Action Agenda stocktake highlights progress in coordinating voluntary climate actions to implement the Paris Agreement
Bruna Cerqueira, Director of the COP30 Action Agenda, celebrated the impacts and progress of the mobilization, which brings together 117 Solution Acceleration Plans

By Rafaela Ferreira/COP30
The COP30 Action Agenda stocktake held this Friday, 21 November, in the Green Zone aimed to recognize its impact and highlight the progress achieved. In total, there are 117 Solution Acceleration Plans. Bruna Cerqueira, Director of the COP30 Action Agenda, emphasized that this mobilization constitutes a global and multisectoral structure capable of amplifying the effect of efforts made in recent years.
The Action Agenda is the pillar of the Conference that mobilizes voluntary climate actions by civil society, companies, investors, cities, states, and countries in order to intensify emission reductions, climate adaptation, and the transition toward sustainable economies, in line with the Paris Agreement. Designed to coordinate and accelerate existing initiatives, the COP30 proposal consolidates a decade of mobilization that began at COP21.
The Director highlighted the Tropical Forests Forever Fund (TFFF), a global initiative that integrates public and private investments to advance conservation strategies and strengthen international partnerships for the protection of the most vulnerable tropical ecosystems. “The TFFF was a major voluntary agenda, not a negotiated agenda. We advanced in relation to carbon markets and biofuels, with a broad declaration on sustainable fuels. We also advanced in the demarcation of Indigenous lands,” Bruna recalled.

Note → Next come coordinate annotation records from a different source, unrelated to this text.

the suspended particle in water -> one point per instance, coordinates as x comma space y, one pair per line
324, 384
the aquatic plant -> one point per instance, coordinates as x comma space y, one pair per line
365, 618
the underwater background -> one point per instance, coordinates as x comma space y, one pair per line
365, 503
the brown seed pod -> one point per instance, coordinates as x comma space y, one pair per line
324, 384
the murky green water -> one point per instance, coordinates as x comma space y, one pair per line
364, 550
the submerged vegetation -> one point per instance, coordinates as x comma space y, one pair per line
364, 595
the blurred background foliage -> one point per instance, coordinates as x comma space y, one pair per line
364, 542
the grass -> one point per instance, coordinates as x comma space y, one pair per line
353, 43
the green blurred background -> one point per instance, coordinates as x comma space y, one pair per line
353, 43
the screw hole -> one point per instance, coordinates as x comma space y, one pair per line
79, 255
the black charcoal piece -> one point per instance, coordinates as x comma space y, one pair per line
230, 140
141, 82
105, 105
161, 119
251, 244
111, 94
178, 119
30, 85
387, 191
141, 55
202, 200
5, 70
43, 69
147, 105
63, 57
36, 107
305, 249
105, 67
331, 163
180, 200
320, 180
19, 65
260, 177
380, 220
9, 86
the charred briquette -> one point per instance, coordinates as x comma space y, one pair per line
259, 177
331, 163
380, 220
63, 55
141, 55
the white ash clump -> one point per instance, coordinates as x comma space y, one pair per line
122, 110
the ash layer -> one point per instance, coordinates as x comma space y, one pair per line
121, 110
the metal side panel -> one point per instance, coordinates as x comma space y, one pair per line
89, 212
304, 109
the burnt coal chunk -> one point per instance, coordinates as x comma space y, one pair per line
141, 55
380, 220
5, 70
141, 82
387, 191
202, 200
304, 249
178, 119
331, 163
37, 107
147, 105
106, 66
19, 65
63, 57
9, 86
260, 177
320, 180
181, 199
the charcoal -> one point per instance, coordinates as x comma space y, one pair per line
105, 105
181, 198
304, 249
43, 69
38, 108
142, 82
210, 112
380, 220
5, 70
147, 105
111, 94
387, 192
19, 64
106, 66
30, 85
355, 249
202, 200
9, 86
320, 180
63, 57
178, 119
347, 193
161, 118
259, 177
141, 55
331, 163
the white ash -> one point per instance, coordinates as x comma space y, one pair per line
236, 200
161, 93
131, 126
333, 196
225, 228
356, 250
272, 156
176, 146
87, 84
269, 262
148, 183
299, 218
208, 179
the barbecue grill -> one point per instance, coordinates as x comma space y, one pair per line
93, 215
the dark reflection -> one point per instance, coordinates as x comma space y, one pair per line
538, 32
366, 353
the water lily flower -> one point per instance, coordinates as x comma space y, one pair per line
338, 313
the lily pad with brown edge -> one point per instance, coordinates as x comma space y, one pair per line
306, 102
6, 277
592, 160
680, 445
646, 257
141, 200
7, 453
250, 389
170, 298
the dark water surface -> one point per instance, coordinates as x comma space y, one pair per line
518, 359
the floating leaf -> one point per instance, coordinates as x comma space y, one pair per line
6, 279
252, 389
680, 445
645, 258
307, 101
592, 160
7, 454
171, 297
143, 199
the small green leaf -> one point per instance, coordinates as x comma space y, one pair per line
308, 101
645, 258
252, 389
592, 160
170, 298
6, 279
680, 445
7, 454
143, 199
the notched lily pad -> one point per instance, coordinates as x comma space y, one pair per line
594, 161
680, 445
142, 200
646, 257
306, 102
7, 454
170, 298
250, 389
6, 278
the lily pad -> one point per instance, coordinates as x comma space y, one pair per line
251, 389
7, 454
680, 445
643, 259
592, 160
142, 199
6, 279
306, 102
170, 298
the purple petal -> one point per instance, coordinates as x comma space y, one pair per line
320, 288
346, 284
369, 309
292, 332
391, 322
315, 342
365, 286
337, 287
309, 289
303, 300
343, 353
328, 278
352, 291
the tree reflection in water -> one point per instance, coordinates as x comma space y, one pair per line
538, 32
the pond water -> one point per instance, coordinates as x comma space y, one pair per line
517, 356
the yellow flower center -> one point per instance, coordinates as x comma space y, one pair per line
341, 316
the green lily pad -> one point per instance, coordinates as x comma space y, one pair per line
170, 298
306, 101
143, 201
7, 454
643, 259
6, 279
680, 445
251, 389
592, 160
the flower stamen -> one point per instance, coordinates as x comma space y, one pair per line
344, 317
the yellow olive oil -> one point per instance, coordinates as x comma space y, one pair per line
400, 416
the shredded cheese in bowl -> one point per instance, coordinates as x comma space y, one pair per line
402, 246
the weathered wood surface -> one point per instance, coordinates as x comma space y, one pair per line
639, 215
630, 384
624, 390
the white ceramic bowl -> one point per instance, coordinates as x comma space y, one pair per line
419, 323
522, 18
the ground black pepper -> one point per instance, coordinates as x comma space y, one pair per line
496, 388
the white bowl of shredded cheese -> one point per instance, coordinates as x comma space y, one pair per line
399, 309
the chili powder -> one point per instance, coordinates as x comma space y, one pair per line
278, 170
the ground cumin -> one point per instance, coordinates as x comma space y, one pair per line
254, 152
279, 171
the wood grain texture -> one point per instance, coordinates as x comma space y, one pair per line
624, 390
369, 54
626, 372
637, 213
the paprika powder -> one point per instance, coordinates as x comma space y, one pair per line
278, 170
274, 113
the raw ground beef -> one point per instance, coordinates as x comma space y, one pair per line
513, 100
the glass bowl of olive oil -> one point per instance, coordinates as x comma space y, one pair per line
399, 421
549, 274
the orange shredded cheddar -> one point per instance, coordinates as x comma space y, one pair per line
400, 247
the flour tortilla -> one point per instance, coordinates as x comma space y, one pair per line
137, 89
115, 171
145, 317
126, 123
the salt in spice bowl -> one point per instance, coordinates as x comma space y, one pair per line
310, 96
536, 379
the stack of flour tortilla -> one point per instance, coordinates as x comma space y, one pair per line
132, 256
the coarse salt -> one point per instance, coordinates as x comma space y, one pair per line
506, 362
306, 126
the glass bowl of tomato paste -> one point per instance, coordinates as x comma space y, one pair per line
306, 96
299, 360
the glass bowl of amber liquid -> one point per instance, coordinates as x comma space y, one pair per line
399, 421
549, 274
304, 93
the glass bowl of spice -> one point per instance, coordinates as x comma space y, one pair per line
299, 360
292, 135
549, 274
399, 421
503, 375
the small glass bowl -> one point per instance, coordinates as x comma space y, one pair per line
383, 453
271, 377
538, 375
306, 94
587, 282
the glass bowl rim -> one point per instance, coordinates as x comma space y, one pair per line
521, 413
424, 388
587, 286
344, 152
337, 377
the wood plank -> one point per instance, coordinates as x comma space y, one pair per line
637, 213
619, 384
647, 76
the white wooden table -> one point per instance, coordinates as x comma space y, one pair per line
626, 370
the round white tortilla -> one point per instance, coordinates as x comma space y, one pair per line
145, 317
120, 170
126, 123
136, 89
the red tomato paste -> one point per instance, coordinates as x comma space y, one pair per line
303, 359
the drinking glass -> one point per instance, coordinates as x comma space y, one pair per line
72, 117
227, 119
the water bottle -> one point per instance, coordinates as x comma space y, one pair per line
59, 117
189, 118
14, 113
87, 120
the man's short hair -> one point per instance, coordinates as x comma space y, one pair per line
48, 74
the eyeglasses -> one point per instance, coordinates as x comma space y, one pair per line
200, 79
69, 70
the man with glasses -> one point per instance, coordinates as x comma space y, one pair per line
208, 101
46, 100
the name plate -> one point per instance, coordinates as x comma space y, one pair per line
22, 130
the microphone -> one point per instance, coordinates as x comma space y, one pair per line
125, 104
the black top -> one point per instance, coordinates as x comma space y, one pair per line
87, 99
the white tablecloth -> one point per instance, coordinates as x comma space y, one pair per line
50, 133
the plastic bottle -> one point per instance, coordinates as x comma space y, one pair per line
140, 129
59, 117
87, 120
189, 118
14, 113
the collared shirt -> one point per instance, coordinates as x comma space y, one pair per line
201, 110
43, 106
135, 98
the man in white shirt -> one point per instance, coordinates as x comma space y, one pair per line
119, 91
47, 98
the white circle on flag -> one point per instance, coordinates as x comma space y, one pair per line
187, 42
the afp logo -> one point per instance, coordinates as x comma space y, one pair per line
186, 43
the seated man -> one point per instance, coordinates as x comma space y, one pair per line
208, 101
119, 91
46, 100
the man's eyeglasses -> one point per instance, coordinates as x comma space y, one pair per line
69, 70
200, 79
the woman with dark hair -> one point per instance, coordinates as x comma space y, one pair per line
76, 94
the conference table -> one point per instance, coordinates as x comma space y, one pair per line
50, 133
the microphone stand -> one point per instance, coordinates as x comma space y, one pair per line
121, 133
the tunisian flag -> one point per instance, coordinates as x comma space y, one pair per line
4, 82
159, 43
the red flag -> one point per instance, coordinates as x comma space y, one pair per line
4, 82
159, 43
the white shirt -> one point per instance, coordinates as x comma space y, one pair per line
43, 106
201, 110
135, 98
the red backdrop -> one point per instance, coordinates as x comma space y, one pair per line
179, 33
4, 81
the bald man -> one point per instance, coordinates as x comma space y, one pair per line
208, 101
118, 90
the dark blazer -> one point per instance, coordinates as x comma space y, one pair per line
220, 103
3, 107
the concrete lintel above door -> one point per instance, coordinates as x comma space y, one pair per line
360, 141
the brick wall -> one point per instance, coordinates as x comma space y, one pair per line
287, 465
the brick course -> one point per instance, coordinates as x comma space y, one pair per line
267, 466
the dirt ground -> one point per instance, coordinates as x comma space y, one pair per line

The Director also highlighted the Roadmap from Baku to Belém, a document that outlines the trajectory for the world to reach 1.3 trillion dollars in climate finance for developing countries by 2035. “The objective is to increase resources to reach that amount, but this depends on the engagement of the private sector.”
In recent months, the Presidencies of COP29 and COP30 and the High-Level Climate Champions engaged with 482 initiatives launched at previous conferences to demonstrate and accelerate implementation. In concrete terms, six times as many initiatives presented measurable results compared to the previous COP, evidence that implementation has accelerated and is already visible in households, farms, clinics, and cities around the world.
Solution pillars
The COP30 Action Agenda seeks to introduce a structure capable of mobilizing actors and efforts to accelerate implementation of what has already been negotiated, based on the outcomes of the first Global Stocktake (GST 1). The Presidency of the Conference proposes to translate these outcomes into six thematic pillars and thirty key objectives, driven by multiple solutions that span mitigation, adaptation, finance, technology, and capacity building.
According to the Director of the COP30 Action Agenda, the work carried out focused on accelerating solutions within these pillars. “We worked to identify which solutions are functioning in territories and can be accelerated, what the triggers are, and which levers are needed to accelerate these solutions.”
Bruna Cerqueira recalled the launch of the Belém Health Action Plan for adapting the health sector to climate change, the first international climate adaptation document dedicated to health. It is part of the COP30 Action Agenda and responds to Objective 16, which focuses on promoting resilient health systems in the face of the climate crisis.
Given the investment required to implement the Plan, the Climate and Health Funders Coalition announced an initial investment of 300 million dollars for the international commitment. “The Belém Health Action Plan was accompanied by the commitment from philanthropic organizations to contribute this investment in order to move it forward,” Bruna stated.
COP as a process
The Action Agenda was structured to enable what is negotiated and reinforce its complementarity with the formal process. Negotiators already recognize it as an implementation arm rather than a parallel track. “These plans offer a space to define, in concrete terms, what will be done, by whom, by when, and in what manner, as well as with which resources,” the Director concluded.